Alba Carla Lauritai de Céspedes y Bertini is an eclectic figure of Italian and international literary world. She was a poet, a writer, a journalist, a publisher and author for radio, television and movies scripts. She explains women and their world: she is a woman that talks deeply about women in a patriarchal society. She was one of the pioneering figures in the feminist movement.

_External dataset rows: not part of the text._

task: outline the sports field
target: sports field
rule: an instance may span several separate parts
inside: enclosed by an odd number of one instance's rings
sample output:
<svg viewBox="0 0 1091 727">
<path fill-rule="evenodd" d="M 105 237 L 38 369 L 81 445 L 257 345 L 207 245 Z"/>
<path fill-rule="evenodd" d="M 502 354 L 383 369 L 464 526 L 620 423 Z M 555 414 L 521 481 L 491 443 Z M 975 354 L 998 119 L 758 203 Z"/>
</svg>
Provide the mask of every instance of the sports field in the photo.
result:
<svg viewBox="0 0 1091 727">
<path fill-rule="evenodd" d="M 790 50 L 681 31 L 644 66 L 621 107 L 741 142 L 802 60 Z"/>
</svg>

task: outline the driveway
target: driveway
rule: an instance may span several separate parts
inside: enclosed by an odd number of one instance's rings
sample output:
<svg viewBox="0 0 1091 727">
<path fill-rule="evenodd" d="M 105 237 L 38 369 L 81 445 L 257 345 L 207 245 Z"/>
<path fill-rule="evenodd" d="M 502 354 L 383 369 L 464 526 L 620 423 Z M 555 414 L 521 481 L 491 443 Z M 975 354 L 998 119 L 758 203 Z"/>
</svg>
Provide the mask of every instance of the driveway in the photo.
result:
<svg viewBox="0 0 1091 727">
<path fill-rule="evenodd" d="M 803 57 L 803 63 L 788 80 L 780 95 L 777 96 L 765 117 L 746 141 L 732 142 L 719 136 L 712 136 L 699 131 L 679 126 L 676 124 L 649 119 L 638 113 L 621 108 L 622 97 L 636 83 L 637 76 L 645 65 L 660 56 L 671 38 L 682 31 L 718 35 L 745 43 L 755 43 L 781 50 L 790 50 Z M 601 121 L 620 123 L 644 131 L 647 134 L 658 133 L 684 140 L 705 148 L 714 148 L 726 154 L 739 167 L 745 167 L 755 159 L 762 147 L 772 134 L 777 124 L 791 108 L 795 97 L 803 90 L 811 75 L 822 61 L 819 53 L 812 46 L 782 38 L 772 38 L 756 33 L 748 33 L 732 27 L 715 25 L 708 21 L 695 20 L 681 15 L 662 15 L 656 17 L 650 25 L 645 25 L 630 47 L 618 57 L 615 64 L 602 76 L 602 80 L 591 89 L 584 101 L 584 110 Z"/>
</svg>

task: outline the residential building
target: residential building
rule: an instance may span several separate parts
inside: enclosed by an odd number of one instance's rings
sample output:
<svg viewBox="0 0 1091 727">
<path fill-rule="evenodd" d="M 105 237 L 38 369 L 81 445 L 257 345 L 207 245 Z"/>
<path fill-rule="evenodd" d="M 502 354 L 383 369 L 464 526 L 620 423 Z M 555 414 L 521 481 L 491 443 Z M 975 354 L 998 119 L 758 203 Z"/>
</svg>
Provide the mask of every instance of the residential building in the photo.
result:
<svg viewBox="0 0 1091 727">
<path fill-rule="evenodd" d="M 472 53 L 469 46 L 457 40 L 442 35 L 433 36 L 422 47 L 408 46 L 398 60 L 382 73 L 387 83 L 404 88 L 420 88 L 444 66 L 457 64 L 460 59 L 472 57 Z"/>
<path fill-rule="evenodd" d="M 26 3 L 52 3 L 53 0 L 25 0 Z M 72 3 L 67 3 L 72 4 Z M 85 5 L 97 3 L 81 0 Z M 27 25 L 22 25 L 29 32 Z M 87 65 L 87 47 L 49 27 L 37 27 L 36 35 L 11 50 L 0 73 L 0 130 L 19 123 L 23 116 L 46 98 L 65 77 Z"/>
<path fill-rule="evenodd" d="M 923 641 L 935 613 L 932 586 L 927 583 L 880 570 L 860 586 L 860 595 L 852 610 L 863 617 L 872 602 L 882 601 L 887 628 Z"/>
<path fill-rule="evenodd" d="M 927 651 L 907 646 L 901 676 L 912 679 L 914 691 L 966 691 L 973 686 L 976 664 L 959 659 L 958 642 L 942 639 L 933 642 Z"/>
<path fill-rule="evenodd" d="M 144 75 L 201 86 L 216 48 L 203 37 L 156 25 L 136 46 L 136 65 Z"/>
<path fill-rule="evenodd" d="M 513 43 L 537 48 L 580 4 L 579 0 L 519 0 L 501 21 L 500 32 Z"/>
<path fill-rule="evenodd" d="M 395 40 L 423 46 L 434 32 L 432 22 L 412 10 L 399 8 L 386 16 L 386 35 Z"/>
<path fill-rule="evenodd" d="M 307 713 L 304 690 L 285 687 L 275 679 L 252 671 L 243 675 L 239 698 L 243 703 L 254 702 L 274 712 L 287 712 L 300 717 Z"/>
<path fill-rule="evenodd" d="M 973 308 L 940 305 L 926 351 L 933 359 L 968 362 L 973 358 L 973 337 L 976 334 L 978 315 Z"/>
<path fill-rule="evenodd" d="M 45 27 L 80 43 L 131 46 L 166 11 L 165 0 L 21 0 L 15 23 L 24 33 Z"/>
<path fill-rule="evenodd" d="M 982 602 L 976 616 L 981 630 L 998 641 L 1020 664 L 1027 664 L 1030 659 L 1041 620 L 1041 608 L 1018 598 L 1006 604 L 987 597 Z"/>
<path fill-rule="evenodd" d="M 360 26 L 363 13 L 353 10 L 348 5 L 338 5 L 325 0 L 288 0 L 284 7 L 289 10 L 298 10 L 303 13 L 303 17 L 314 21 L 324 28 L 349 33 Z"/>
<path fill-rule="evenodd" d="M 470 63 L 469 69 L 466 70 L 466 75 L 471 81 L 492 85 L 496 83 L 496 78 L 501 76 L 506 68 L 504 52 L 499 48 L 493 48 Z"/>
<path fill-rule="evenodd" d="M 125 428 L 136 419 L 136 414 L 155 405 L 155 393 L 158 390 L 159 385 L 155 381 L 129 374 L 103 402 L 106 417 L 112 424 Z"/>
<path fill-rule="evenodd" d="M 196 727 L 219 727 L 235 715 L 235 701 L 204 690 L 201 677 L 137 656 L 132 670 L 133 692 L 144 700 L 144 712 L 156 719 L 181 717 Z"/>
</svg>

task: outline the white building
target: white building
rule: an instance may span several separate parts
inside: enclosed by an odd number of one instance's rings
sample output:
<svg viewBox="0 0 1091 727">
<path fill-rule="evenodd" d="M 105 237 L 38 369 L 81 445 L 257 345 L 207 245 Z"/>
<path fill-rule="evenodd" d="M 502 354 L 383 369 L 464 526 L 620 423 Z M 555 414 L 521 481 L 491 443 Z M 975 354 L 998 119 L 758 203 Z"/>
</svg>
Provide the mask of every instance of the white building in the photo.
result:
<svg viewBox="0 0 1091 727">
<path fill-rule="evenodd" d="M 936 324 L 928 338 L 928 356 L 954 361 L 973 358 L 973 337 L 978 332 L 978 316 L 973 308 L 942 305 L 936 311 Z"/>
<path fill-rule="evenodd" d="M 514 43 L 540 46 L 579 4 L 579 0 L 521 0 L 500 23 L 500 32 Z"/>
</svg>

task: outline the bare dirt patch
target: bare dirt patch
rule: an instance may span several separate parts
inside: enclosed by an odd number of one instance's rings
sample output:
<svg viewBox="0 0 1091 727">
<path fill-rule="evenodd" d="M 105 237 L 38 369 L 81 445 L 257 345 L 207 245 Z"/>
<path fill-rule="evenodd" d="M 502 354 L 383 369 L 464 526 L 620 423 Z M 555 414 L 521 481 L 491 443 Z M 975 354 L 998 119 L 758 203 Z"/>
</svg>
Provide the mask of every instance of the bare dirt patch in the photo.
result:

Born in 1911 in Rome, she was the daughter of the Cuban ambassador there; she was bilingual – knowing perfectly Spanish and Italian; she spent her earlier years between Rome and Paris.

Alba de Céspedes

Italian magazine Epoca, Vol. VII, n. 86, 31 May 1952

Life itself

She spent all her life writing. Writing was for Alba “life itself”, she confessed it to her father once, a man that she loved very much and who always supported her in what she wanted to do with her life.

 

Women are the main protagonists of her books: they are people of various personalities and social status but they are indeed united by insecurities, doubts, frustrations of their lives deriving from being women in her contemporary world. At the same time her characters are also always courageous and determined in moving forward: they are ready to do the next step to start dismantling the same status quo that is blocking them and their evolution as persons.

 

De Céspedes is an attentive observer of the female universe and she describes it within thousand nuances and with a deep eye: she enters in each of her characters to give them life and voice.

 

De Céspedes finds herself writing in a decidedly difficult period for culture, especially for a woman, yet in her novels she manages to deal with any topic, even the most intimate ones of the female world, with delicacy and grace, without ever falling into the vulgar.

 

In each of the protagonists of her books relive what have always been her guiding ideas, those ideals of justice and freedom that are the common thread to her novels.

Mercurio

One life, many projects

Beside writing books and articles for various magazine of the time, she also had different projects: in 1943, within a radio program that was called “Italia Combatte” (Italy fights) she was having her own space with the nickname of Clorinda and she was encouraging women to deliberately be opposed to the fascists.

 

In 1948, she founded Mercurio, a magazine about art, politics and sciences, where many important people of the time, wrote and took part in it.

 

Alba spent her entire life by writing, editing, working on different projects. She died in Paris in 1997, eight days after donating all her papers and documents to the ‘Archivi Riuniti delle Donne’ in Milan. The rich and very well organized archive covers all the stages of her life, starts even before her birth and arrives to her death. Alba’s collection is, for sure, exceptional because unfortunately most of women don’t feel that important or interesting enough to prepare such a monumental collection of memories.

 

In her books and in her entire works, it is visible that she had a very clear vision of the situation of women of her contemporary society, and with her work, she stands for them and she denounce their position of inferiority in comparison to the one of men. Although she has been quite neglected also because her work was too often and wrongly associated with romance novel, Alba de Céspedes has a powerful voice that can still speak very much to the women of our generation.